In August, SEC Chairman Gary Gensler told a Wall Street Journal reporter that DeFi was not immune to oversight and that his agency would be exploring regulatory possibilities. That seems to be coming true faster than expected.
A bit later, Forbes reported that blockchain analytics firm AnChain.AI – a California-based artificial intelligence blockchain startup – is collaborating with the SEC to provide the agency with the technology and means to track, trace, and analyze DeFi smart contracts.
This is most likely no surprise to anyone within the crypto-space.
During an exclusive interview with DailyCoin.com, Oscar Yeung, co-founder of Convergence, said that as DeFi evolves, it could benefit from regulatory oversight. Convergence is a decentralized interchangeable asset protocol seeking to converge assets from around the real world onto parallel blockchains.
According to him, this is definitely an exciting time in DeFi, and there needs to be regulation to look after the market for users to be protected from being blindsided in the short-term.
“What we are doing at Convergence is something that is very long term. In the current crypto market, most of the coins or tokens follow Bitcoin’s movements - if Bitcoin goes up or down, virtually all other cryptocurrencies follow suit. It’s better for markets and investors if things are very diversified. We can broaden the crypto market and introduce new real-world asset classes as digital portions that represent different parts of the world and industries,”
In his words, Convergence can bring those real-world assets on-chain and bring more diversity to the evolving DeFi sector.
Yeung adds that they have a novel approach to tokenize large physical assets into smaller sub-sections. Convergence then offers those fractional portions of assets to investors who wouldn’t have access to such ownership opportunities.
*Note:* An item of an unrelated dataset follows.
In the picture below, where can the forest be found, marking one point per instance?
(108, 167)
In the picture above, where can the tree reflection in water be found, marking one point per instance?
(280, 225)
“Our decentralized exchange - called ConvX - focuses on fractionalization of assets. So iIf there’s a certain private investment that requires a certain threshold for investors to participate, we can break that investment down into smaller pieces. That enables anyone with access to our ConvX exchange to buy a small bit of it,”
Once there’s a public liquidity event or initial public offering for that private investment, the resulting profits get distributed proportionally to the small ConvX fractions as well. Most retail investors are cut out from these opportunities, and Convergence offers them a way to participate via blockchain.
Yeung believes this type of fractional asset investment is the future evolution of DeFi. He further notes that non-fungible tokens (NFTs) will play a big role in shaping that future as well, and Convergence is preparing for it now.
“NFTs have huge potential as the space continues to grow. We actually have interesting projects coming out in the next few months where great artwork has been bought by an individual investor. The artwork will be fractionalized and put on Convergence,”
After a certain time period or certain price target is reached, that artwork will be sold and the profits from those NFT sales will be distributed back to Convergence users according to their token holdings.
Yeung added that the same concept can be applied to many different investment opportunities – and that is very exciting.
On The Flipside
- The vision is novel, but we’ll have to see what the SEC decides as harsh regulatory decisions could stifle similar types of innovation.
- It’s not clear if investors will accept the opportunity costs while they wait for regulatory approval of each and every project.